FAL failing to resolve archive gaps

I had been having problems with FAL failing to resolve archive gaps. The classic error message on my 10.2.0.3 physical standby looked something like this:

FAL[client]: Failed to request gap sequence
GAP – thread 1 sequence 11402-11403
DBID 2878580510 branch 589635294
FAL[client]: All defined FAL servers have been attempted.
————————————————————-
Check that the CONTROL_FILE_RECORD_KEEP_TIME initialization
parameter is defined to a value that is sufficiently large
enough to maintain adequate log switch information to resolve
archivelog gaps.
————————————————————-

Now, a FAL (Fetch Archive Log) request is triggered by the MRP process detecting a gap in the available archives to apply. The server to contact to fulfil the request is determined by the FAL_SERVER parameter which you set to an appropriate tnsnames alias. This essentially enables your standby to contact the primary database and get it to ship the appropriate missing log using the arc process.

While the above situation was logging the above on the standby, no indication of any issues were being logged on the primary. First thought of course was connectivity, but that was easily disproved.

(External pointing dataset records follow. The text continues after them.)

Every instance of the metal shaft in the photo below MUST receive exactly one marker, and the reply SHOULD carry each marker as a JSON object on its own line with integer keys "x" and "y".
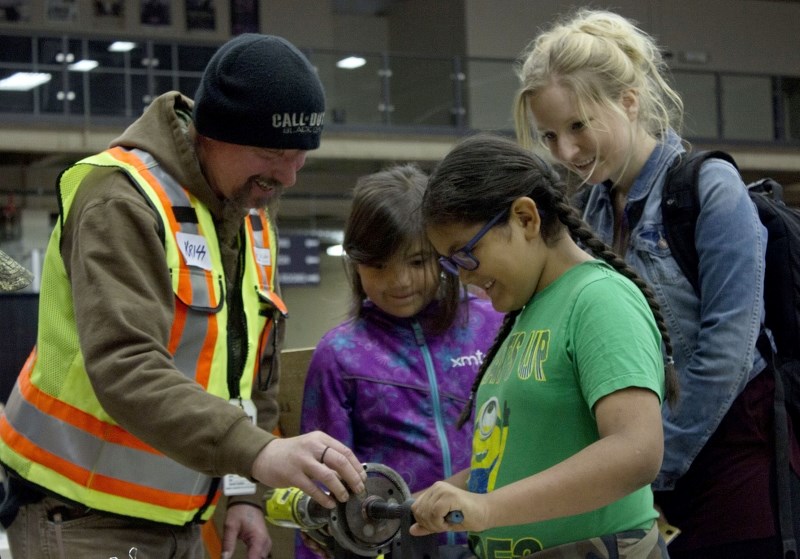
{"x": 376, "y": 508}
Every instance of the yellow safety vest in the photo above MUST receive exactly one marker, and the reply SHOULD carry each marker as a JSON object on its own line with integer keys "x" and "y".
{"x": 56, "y": 434}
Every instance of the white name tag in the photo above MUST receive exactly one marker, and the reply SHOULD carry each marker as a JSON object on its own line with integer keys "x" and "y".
{"x": 263, "y": 256}
{"x": 231, "y": 483}
{"x": 194, "y": 250}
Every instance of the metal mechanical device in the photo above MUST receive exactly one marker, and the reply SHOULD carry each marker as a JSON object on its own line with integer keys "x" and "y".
{"x": 368, "y": 526}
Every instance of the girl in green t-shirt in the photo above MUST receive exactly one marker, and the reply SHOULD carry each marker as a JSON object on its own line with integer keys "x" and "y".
{"x": 567, "y": 430}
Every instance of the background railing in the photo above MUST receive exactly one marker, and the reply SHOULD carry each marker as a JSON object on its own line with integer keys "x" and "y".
{"x": 389, "y": 92}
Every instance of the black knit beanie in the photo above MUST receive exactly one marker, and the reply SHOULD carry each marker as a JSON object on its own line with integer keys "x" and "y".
{"x": 260, "y": 90}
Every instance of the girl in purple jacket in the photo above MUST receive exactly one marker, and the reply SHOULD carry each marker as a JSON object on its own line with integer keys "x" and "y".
{"x": 390, "y": 382}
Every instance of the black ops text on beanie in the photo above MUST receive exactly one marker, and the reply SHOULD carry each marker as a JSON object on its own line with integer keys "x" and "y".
{"x": 260, "y": 90}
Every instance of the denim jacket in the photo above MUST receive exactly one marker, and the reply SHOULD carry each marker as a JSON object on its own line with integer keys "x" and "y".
{"x": 713, "y": 336}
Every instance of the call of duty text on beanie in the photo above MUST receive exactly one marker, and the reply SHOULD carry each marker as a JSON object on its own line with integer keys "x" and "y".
{"x": 260, "y": 90}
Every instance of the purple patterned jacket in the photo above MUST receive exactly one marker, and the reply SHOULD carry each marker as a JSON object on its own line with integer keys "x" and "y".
{"x": 393, "y": 393}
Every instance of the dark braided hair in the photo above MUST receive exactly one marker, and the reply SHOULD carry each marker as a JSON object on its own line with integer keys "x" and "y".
{"x": 485, "y": 173}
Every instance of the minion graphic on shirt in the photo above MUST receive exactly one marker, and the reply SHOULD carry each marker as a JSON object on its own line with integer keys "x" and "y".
{"x": 488, "y": 445}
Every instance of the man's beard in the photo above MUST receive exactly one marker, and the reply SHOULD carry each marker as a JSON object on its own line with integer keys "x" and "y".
{"x": 264, "y": 193}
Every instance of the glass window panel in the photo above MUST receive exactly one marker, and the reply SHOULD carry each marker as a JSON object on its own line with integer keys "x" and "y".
{"x": 98, "y": 50}
{"x": 194, "y": 58}
{"x": 15, "y": 49}
{"x": 163, "y": 56}
{"x": 107, "y": 93}
{"x": 699, "y": 104}
{"x": 491, "y": 87}
{"x": 351, "y": 96}
{"x": 747, "y": 112}
{"x": 15, "y": 101}
{"x": 188, "y": 85}
{"x": 790, "y": 90}
{"x": 421, "y": 91}
{"x": 163, "y": 82}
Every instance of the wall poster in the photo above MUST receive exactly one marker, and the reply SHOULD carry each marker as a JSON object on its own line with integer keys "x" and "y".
{"x": 200, "y": 14}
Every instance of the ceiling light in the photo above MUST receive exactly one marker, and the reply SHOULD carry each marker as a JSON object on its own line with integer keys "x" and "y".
{"x": 84, "y": 65}
{"x": 121, "y": 46}
{"x": 351, "y": 62}
{"x": 335, "y": 250}
{"x": 24, "y": 81}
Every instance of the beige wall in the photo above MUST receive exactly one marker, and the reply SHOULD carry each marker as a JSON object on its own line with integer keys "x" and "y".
{"x": 315, "y": 310}
{"x": 738, "y": 35}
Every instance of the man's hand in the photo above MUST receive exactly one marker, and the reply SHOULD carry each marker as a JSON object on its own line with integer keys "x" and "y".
{"x": 308, "y": 460}
{"x": 245, "y": 522}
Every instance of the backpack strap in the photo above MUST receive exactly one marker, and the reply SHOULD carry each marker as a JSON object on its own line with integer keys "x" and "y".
{"x": 680, "y": 207}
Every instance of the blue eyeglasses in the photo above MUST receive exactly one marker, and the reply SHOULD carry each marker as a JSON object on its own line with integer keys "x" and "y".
{"x": 463, "y": 257}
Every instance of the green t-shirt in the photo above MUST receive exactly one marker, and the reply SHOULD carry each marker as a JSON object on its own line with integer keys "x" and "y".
{"x": 588, "y": 334}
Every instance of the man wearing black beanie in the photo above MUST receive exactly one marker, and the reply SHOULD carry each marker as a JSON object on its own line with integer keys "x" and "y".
{"x": 151, "y": 393}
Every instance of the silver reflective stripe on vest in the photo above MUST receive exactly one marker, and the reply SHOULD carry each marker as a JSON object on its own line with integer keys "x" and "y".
{"x": 195, "y": 328}
{"x": 117, "y": 462}
{"x": 258, "y": 242}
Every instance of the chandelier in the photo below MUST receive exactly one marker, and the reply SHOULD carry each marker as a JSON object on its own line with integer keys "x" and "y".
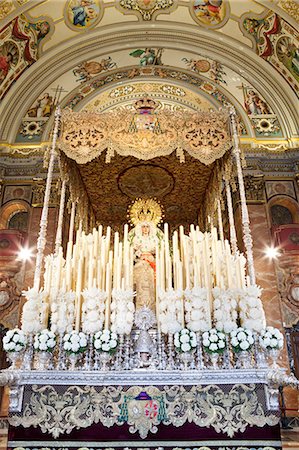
{"x": 144, "y": 133}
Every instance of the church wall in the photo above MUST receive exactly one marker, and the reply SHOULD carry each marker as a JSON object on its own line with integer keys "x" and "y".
{"x": 278, "y": 277}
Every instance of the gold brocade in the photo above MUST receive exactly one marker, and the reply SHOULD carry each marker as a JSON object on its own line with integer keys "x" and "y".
{"x": 85, "y": 135}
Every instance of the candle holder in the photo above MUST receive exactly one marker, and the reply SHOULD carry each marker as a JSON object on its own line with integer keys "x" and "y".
{"x": 244, "y": 359}
{"x": 214, "y": 358}
{"x": 119, "y": 355}
{"x": 274, "y": 355}
{"x": 227, "y": 354}
{"x": 61, "y": 353}
{"x": 73, "y": 358}
{"x": 260, "y": 356}
{"x": 89, "y": 353}
{"x": 186, "y": 358}
{"x": 44, "y": 360}
{"x": 199, "y": 356}
{"x": 105, "y": 359}
{"x": 28, "y": 355}
{"x": 127, "y": 360}
{"x": 96, "y": 365}
{"x": 170, "y": 359}
{"x": 13, "y": 357}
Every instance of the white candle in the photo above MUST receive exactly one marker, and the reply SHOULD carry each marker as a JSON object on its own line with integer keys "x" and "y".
{"x": 108, "y": 295}
{"x": 78, "y": 295}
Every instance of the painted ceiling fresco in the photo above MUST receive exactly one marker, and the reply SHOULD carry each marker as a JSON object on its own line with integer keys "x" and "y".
{"x": 177, "y": 78}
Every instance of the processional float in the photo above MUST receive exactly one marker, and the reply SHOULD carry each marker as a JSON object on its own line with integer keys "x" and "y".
{"x": 143, "y": 304}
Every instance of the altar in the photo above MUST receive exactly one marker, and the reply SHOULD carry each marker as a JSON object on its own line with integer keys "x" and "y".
{"x": 145, "y": 335}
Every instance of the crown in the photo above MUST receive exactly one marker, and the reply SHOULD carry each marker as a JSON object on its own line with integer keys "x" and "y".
{"x": 145, "y": 210}
{"x": 145, "y": 103}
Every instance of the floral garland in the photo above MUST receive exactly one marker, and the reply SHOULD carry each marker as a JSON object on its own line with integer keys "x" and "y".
{"x": 213, "y": 341}
{"x": 197, "y": 311}
{"x": 225, "y": 309}
{"x": 75, "y": 342}
{"x": 14, "y": 340}
{"x": 271, "y": 338}
{"x": 185, "y": 340}
{"x": 44, "y": 341}
{"x": 241, "y": 340}
{"x": 170, "y": 311}
{"x": 122, "y": 311}
{"x": 34, "y": 311}
{"x": 252, "y": 314}
{"x": 105, "y": 341}
{"x": 93, "y": 309}
{"x": 63, "y": 312}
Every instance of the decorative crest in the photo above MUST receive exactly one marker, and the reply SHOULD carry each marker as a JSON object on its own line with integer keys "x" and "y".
{"x": 145, "y": 210}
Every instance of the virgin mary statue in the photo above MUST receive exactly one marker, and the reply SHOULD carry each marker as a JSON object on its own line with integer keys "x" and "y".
{"x": 145, "y": 214}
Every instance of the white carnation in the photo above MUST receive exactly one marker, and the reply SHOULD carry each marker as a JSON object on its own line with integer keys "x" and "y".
{"x": 213, "y": 347}
{"x": 186, "y": 347}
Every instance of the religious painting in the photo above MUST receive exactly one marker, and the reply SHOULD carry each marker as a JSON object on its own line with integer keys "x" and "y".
{"x": 83, "y": 14}
{"x": 21, "y": 46}
{"x": 42, "y": 107}
{"x": 215, "y": 71}
{"x": 6, "y": 7}
{"x": 19, "y": 192}
{"x": 147, "y": 9}
{"x": 9, "y": 56}
{"x": 281, "y": 187}
{"x": 275, "y": 40}
{"x": 254, "y": 104}
{"x": 148, "y": 56}
{"x": 88, "y": 69}
{"x": 210, "y": 13}
{"x": 288, "y": 53}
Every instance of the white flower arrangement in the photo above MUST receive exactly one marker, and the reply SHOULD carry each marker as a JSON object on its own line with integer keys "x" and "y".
{"x": 252, "y": 314}
{"x": 197, "y": 310}
{"x": 241, "y": 340}
{"x": 105, "y": 341}
{"x": 170, "y": 311}
{"x": 45, "y": 341}
{"x": 14, "y": 340}
{"x": 122, "y": 311}
{"x": 271, "y": 338}
{"x": 225, "y": 309}
{"x": 185, "y": 340}
{"x": 75, "y": 342}
{"x": 213, "y": 341}
{"x": 33, "y": 311}
{"x": 93, "y": 310}
{"x": 63, "y": 312}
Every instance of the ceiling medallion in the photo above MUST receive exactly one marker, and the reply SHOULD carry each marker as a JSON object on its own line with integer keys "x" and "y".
{"x": 146, "y": 8}
{"x": 144, "y": 133}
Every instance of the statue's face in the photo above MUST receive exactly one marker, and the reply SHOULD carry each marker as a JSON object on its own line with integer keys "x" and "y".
{"x": 145, "y": 230}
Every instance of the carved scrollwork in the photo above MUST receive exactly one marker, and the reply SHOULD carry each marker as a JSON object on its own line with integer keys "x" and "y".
{"x": 86, "y": 135}
{"x": 228, "y": 409}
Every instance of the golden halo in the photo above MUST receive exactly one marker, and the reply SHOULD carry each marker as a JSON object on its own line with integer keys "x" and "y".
{"x": 145, "y": 210}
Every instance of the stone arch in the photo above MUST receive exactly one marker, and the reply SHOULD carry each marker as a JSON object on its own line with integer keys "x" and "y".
{"x": 11, "y": 208}
{"x": 113, "y": 38}
{"x": 287, "y": 204}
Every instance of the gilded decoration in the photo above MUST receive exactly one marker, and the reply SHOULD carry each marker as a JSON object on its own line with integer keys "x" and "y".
{"x": 276, "y": 41}
{"x": 146, "y": 9}
{"x": 229, "y": 409}
{"x": 86, "y": 135}
{"x": 291, "y": 7}
{"x": 255, "y": 188}
{"x": 210, "y": 13}
{"x": 6, "y": 8}
{"x": 112, "y": 186}
{"x": 81, "y": 15}
{"x": 146, "y": 180}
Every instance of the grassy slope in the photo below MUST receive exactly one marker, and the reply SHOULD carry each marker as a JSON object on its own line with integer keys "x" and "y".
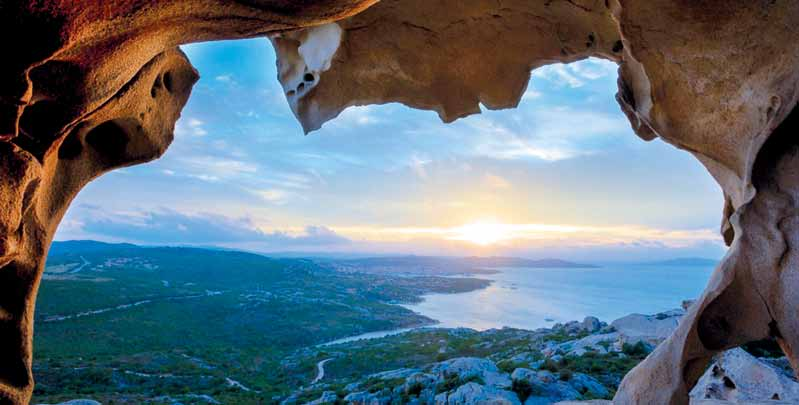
{"x": 264, "y": 311}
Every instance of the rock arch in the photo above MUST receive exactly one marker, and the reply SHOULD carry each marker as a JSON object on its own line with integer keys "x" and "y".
{"x": 88, "y": 86}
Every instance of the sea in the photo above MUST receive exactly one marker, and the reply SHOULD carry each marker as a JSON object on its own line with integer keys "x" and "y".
{"x": 530, "y": 298}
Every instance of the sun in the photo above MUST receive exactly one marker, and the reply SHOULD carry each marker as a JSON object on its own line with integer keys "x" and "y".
{"x": 482, "y": 233}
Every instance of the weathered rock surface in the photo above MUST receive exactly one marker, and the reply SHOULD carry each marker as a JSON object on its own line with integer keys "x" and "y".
{"x": 327, "y": 398}
{"x": 738, "y": 376}
{"x": 470, "y": 367}
{"x": 649, "y": 328}
{"x": 473, "y": 393}
{"x": 94, "y": 86}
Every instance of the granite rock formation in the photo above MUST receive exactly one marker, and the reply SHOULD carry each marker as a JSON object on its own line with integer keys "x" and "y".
{"x": 89, "y": 86}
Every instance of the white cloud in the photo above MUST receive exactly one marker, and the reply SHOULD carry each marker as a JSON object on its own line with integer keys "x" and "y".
{"x": 274, "y": 195}
{"x": 190, "y": 127}
{"x": 211, "y": 168}
{"x": 417, "y": 164}
{"x": 576, "y": 74}
{"x": 496, "y": 182}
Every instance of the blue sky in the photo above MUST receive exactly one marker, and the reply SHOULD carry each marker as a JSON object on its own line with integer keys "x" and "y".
{"x": 561, "y": 175}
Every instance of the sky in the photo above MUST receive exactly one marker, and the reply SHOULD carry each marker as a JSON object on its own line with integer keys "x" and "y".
{"x": 563, "y": 175}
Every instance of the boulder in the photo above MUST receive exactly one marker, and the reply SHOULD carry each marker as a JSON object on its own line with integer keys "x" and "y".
{"x": 327, "y": 398}
{"x": 362, "y": 398}
{"x": 602, "y": 343}
{"x": 652, "y": 329}
{"x": 738, "y": 376}
{"x": 546, "y": 387}
{"x": 587, "y": 385}
{"x": 476, "y": 394}
{"x": 395, "y": 374}
{"x": 81, "y": 402}
{"x": 469, "y": 367}
{"x": 591, "y": 324}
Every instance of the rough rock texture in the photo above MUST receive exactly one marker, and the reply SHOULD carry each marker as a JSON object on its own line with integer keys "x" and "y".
{"x": 87, "y": 87}
{"x": 738, "y": 376}
{"x": 468, "y": 367}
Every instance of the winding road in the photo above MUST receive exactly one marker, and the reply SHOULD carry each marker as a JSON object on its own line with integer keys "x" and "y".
{"x": 320, "y": 367}
{"x": 82, "y": 266}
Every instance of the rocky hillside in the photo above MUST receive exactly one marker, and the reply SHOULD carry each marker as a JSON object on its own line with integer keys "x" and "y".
{"x": 577, "y": 361}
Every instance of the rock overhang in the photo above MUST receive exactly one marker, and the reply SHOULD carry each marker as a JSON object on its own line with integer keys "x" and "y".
{"x": 97, "y": 86}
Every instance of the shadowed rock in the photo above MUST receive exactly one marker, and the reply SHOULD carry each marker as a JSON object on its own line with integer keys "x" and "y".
{"x": 91, "y": 86}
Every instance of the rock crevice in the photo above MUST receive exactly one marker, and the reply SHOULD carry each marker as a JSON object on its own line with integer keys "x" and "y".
{"x": 95, "y": 86}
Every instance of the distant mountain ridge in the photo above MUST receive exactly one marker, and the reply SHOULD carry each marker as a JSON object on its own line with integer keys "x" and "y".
{"x": 81, "y": 246}
{"x": 684, "y": 261}
{"x": 492, "y": 261}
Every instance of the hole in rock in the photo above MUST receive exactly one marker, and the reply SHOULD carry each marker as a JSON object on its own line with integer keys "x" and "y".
{"x": 384, "y": 219}
{"x": 168, "y": 82}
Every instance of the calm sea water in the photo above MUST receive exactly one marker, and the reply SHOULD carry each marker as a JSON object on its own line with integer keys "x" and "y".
{"x": 530, "y": 298}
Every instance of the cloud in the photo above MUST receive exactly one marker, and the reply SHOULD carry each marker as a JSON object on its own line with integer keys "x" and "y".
{"x": 496, "y": 182}
{"x": 546, "y": 133}
{"x": 417, "y": 165}
{"x": 576, "y": 74}
{"x": 190, "y": 126}
{"x": 166, "y": 226}
{"x": 274, "y": 195}
{"x": 212, "y": 168}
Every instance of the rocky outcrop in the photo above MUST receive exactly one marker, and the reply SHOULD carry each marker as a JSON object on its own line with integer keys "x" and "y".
{"x": 91, "y": 86}
{"x": 738, "y": 376}
{"x": 473, "y": 393}
{"x": 465, "y": 368}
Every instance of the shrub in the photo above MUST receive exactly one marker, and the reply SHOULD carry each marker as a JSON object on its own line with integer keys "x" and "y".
{"x": 522, "y": 388}
{"x": 639, "y": 349}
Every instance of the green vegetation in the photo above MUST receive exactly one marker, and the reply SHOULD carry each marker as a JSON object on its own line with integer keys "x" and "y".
{"x": 202, "y": 322}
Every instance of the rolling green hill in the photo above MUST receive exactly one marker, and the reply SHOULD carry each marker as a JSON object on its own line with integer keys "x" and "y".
{"x": 129, "y": 324}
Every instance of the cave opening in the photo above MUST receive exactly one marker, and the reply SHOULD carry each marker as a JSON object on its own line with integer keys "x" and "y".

So to get more information I deployed extra logging on both the primary and standby, using the log_archive_trace parameter. This parameter has the ability to trace a number of background processes and is thus useful on both the primary and the standby.

In fact it was the arcn process on the primary that really showed what was wrong, as the trace continually had the following lines:

FAL[server]: Duplicate request detected (dbid 0 branch 127 thread 1 sequence 11402 dest STANDBY)
FAL[server]: Request not queued in this case
FAL[server]: Duplicate request detected (dbid 0 branch 127 thread 1 sequence 11403 dest STANDBY)
FAL[server]: Request not queued in this case
*** 2008-06-03 11:57:18.229
FAL[subfal]: Waiting on response from destination for thread 1 sequence 10890.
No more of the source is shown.